Marriott (Starwood database) hacked. 500 million affected ...

It's a recurring story. There is no way to stop this as the people doing it have unlimited time and/or money or are working "under the gun" so to speak. The reward is very high and the risk is of getting caught is near zero especially if they are outside of the developed world or in China. Organized crime is in on this new racket.
 
JimH2 said:
It's a recurring story. There is no way to stop this as the people doing it have unlimited time and/or money or are working "under the gun" so to speak. The reward is very high and the risk is of getting caught is near zero especially if they are outside of the developed world or in China. Organized crime is in on this new racket.

No, it's actually very easy to stop.  Outlaw stores/businesses/doctor offices from collecting and storing data on people.  They do not need it for anything. They collect it often for no reason, or because it's just something they can do, or they want to use it to sell information on you, or target marketing etc.  The world functioned just fine before they had this information or a way to store it. You don't even need to go back very far, just 20-25 years ago none of this was happening, as business just didn't have electronic means to store it, nor did they care too.  We have no gone so far where almost everyone thinks nothing of giving businesses various information and thinks they have to.  When a business ask for information, tell them no.  I do this all the time, they often grumble or act like they don't understand or there will be an issue, but there isn't.  Often it ends up being "uh you are going to have to keep your receipt".

What is hard to stop is business/entities building up this information with no consent/input from you.  Such as the credit score companies. Or companies  face scanning you soon as you enter the store with no information up before entering they do this.

Also stop signing up for rewards/membership programs.  Those are just data mining operations.

Look how many people here even keep asking about checking tool registration.  They forget/don't realize that requiring registration or similar for warranties is illegal.  You never have to register for a warranty.  Even if you truly trust a company not to do anything with the data, it's still been produced and sitting on a computer thus someone will hack into it.  If it's electronic data, it is fundamentally unsecured.

The EU is way ahead on this, as the US basically has nothing stopping this.  The newest form of the EU laws went as far as they could by putting requirements in place on companies outside the EU working in the EU.

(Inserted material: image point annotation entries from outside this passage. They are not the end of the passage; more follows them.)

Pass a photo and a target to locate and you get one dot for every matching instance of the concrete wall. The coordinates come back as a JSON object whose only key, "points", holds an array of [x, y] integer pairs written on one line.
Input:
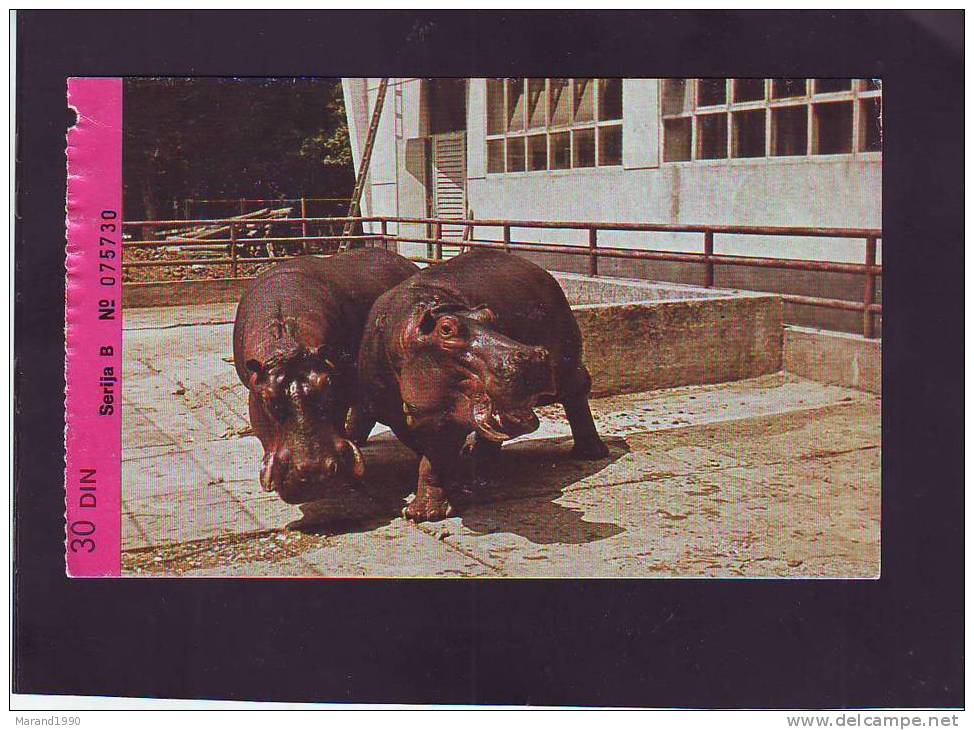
{"points": [[832, 191], [629, 348], [834, 358]]}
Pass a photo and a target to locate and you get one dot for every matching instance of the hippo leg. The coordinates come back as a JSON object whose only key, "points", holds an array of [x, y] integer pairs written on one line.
{"points": [[481, 449], [358, 425], [588, 444], [265, 430], [434, 491]]}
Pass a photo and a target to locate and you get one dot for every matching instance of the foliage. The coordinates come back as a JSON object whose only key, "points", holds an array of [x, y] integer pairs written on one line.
{"points": [[232, 138]]}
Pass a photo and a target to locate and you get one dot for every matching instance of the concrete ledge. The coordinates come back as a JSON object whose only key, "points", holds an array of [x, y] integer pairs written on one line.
{"points": [[630, 348], [834, 358], [178, 293]]}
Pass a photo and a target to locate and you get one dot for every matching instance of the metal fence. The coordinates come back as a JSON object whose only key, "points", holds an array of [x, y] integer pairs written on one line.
{"points": [[190, 208], [302, 240]]}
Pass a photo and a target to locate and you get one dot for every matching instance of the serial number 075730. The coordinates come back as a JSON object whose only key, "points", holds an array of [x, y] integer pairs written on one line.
{"points": [[107, 248]]}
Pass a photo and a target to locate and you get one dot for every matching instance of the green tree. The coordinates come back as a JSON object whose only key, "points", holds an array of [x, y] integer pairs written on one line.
{"points": [[232, 138]]}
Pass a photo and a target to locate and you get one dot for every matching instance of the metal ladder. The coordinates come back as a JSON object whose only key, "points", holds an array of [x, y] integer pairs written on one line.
{"points": [[354, 205]]}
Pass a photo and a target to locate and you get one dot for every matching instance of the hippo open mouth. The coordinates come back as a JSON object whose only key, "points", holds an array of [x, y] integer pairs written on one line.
{"points": [[503, 425]]}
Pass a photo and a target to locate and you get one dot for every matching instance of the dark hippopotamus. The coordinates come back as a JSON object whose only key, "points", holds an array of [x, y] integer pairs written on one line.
{"points": [[295, 341], [472, 346]]}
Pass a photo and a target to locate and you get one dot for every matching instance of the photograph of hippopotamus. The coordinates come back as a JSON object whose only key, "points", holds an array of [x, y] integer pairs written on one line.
{"points": [[472, 347], [295, 341], [502, 327]]}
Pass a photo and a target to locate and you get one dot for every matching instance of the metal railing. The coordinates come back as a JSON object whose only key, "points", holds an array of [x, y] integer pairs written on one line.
{"points": [[593, 252], [189, 208]]}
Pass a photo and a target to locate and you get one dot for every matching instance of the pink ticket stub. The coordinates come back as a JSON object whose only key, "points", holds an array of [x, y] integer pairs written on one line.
{"points": [[93, 313]]}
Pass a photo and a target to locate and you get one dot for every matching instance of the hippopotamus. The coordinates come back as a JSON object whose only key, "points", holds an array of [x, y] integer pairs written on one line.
{"points": [[471, 346], [295, 341]]}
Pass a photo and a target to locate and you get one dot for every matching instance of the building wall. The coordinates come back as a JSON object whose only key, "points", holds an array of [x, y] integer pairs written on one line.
{"points": [[837, 191]]}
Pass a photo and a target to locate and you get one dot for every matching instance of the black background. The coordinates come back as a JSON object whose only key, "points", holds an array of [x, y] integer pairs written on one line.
{"points": [[667, 643]]}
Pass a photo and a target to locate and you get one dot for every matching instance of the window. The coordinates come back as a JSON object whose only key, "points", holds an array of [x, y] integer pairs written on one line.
{"points": [[716, 119], [553, 124]]}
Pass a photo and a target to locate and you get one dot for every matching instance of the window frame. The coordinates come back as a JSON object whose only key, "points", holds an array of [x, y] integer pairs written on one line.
{"points": [[548, 129], [858, 92]]}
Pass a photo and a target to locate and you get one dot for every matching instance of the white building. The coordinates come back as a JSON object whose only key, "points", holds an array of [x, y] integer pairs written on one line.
{"points": [[788, 152]]}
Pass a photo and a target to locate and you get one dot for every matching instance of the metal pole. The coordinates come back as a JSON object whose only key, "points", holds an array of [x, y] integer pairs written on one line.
{"points": [[593, 256], [869, 290], [708, 250], [233, 251], [304, 227]]}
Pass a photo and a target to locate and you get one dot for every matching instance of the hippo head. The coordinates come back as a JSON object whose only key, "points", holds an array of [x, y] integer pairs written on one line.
{"points": [[308, 448], [458, 370]]}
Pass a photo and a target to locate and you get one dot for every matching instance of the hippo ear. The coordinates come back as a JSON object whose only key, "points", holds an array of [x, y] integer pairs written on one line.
{"points": [[255, 368], [483, 314], [321, 353]]}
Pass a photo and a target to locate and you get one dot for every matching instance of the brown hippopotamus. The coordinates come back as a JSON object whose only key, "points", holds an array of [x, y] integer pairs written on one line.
{"points": [[295, 341], [472, 346]]}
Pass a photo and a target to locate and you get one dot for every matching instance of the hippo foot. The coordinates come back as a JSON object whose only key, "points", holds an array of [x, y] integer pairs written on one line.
{"points": [[591, 450], [482, 452], [429, 508]]}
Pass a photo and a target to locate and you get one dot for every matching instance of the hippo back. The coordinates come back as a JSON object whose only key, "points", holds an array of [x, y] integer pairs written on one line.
{"points": [[309, 301]]}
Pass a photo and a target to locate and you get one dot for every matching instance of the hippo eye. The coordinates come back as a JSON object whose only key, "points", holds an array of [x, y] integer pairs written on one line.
{"points": [[447, 327]]}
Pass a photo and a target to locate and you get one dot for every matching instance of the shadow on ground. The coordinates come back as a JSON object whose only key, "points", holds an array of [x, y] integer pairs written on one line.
{"points": [[517, 493]]}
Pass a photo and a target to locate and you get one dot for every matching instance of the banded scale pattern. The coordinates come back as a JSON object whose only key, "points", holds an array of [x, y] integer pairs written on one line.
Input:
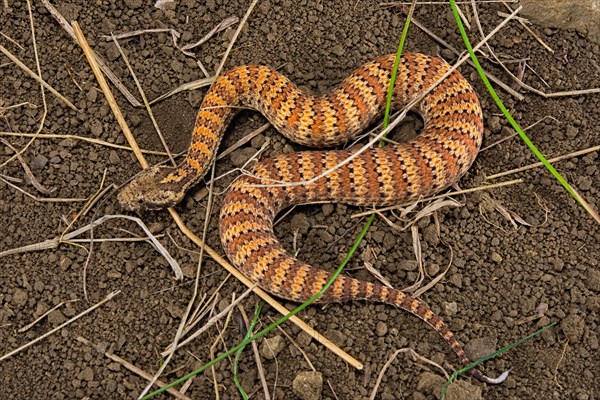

These issues are in fact easy to stop, people just need to stop for a moment and understand how basic the root cause is.  It's not about adding more security/passwords/etc.  It's about not creating the information in the first place.  No data in computers, no data to steal.
 
DeformedTree said:
No, it's actually very easy to stop...

Couldn't agree more.

Another thing that's needed is a shift in thinking, and thus the law, to underscore that this is MY data that the companies are storing, not theirs. Once this shift occurs -- and gives me the right to sue for damages if they don't take care of MY data -- then things could change dramatically.

GDPR in Europe is a step in the right direction, but much more is needed. Targeted advertising should be made illegal: that would take away the business case for keeping most of this data. (And as a by-product, this would stop people living in "bubbles" that leads to polarisation.)